5 shows another embodiment of an electro-active lens according to the present invention. In this embodiment, the electro-active lens 500 is configured by placing the electro-active lens capsule 505 in a recess 51 located on top of the front component 525 of the electro-active lens. This embodiment may also be used, for example, for bi-focused glasses, to provide a variable refractive index to only a portion of the lens 500. In this embodiment, the electro-active region is located on top of the lens and then sealed on top of the lens to create a continuous surface. Thin film-like conductor 520 is attached to lens capsule 505 and is electrically connected to conductive contact 515 on the surface of front component 525. Rear component 520 is attached to front component 525 to provide the desired distance magnification. After the electro-active capsule 505 has been placed in the recess 510 of the front component 525, the front surface of the front component 525 can be, for example, simply a surface casting technique or simply through a material with a matching refractive index. It is sealed using a method in which the refractive index is matched and processed into an optical finish. In addition to reducing or eliminating birefringence, this structure advantageously provides mechanical stability, ease of cross-sectional machining and fitting to the lens frame, and ease of electrical connection to the electro-active material.

6 illustrates an embodiment of an electrically concentric loop applied to an electro-active material in an electro-active lens according to the present invention. The electrically concentric loop 600 is to be the electrode used in the electro-active lens to power the lens. For example, in FIG. 1, the loop 600 is disposed at the positions of the electrodes 110, 125, 135, and 150.

In Figure 6, the loop mimics the diffraction pattern with a 2π integer multiple of phase wrapping. Phase lapping is a phenomenon where the phase of light repeats (or "wraps") in large locations or regions along the electro-active lens diameter. The patterned electrode structure 600 includes four phase-wrapping zones. The more centered electrode 610 is thinner than the electrode 620 further away from the center. As can be seen in FIG. 6, four groups of electrodes 630 form each phase-lapping zone. When four electrodes are used in each zone of FIG. 6, more electrodes can be used in each zone to improve the optical efficiency of the device.

The four electrodes in the lens are four patterns formed. Optionally, the electrodes can be two in patterned form and two in solid state. The second patterned electrode is used to disrupt the focusing of the electro-active lens to correct strong chromatic aberration. Additionally, this embodiment provides continuous focusing effects without complicated electrical interconnects.

Electrical contacts (not shown) can be made to the electrode through a thin wire or conductive strip at the lens end or by a set of conductive bias through the lens. In a dual cell design, it is also possible to use one cell with a patterned electrode and one cell with a diffraction pattern, provided that the powers match enough to handle birefringence.

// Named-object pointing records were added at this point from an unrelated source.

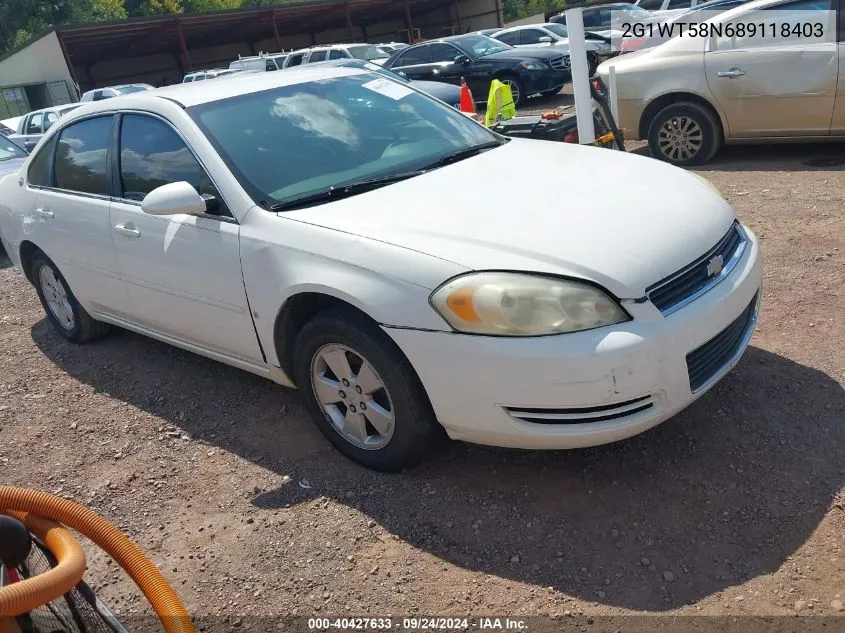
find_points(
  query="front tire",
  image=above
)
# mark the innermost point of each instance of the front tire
(362, 392)
(65, 313)
(684, 134)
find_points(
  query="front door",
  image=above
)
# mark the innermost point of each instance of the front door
(183, 272)
(781, 82)
(70, 217)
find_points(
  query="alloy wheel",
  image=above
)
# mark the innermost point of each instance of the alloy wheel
(680, 138)
(56, 297)
(353, 396)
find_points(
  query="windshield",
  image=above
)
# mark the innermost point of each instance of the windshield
(367, 52)
(482, 45)
(9, 150)
(298, 140)
(125, 90)
(557, 29)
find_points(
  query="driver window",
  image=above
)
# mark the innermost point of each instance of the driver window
(441, 52)
(531, 36)
(152, 155)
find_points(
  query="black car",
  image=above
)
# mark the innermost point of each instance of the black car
(448, 93)
(480, 59)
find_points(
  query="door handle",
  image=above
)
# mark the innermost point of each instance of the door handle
(127, 231)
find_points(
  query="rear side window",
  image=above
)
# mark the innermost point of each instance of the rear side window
(81, 153)
(413, 56)
(38, 173)
(34, 124)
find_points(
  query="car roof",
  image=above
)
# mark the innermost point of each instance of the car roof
(236, 84)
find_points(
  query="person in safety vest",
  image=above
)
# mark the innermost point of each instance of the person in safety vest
(500, 106)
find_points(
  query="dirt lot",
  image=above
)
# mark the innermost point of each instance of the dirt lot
(736, 506)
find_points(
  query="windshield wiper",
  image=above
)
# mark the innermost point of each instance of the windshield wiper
(341, 191)
(461, 154)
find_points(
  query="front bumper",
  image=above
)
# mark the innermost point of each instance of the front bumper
(581, 389)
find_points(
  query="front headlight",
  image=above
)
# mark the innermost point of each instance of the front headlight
(514, 304)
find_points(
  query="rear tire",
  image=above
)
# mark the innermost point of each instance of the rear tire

When generating a diffraction pattern with the concentric loop electrode 600, the refractive material activated by the electrode 600 affects the phase shift of the direct sunlight waveform. This embodiment mimics a typical lens using a planar structure with variable phase retardation outward from the center of the structure. Variable phase delay can be achieved by applying a variable voltage to the other electrode 600, which in turn modifies the refractive index profile of the electro-active material. The automatic fail-safe mode does not provide power to the electro-active material in the absence of an applied power source, and then the electro-active lens automatically returns to the plane in case of a power failure.

The electro-active area of the lens is thin, for example smaller than a few tenths of a millimeter at full thickness. To maintain this thin state, the present invention uses the fact that shifting a phase by a multiple of 2 [pi] in a periodically changing waveform does not involve any physical significance. In other words, the incoming light phase is "wrapped" along a near closed curve in the lens. The circular zone boundaries of a typical zone plate are illustrative. Therefore, useful phase shifting and significant optical power can only be achieved if the controllable distance of the electro-active lens is a waveform of some delay.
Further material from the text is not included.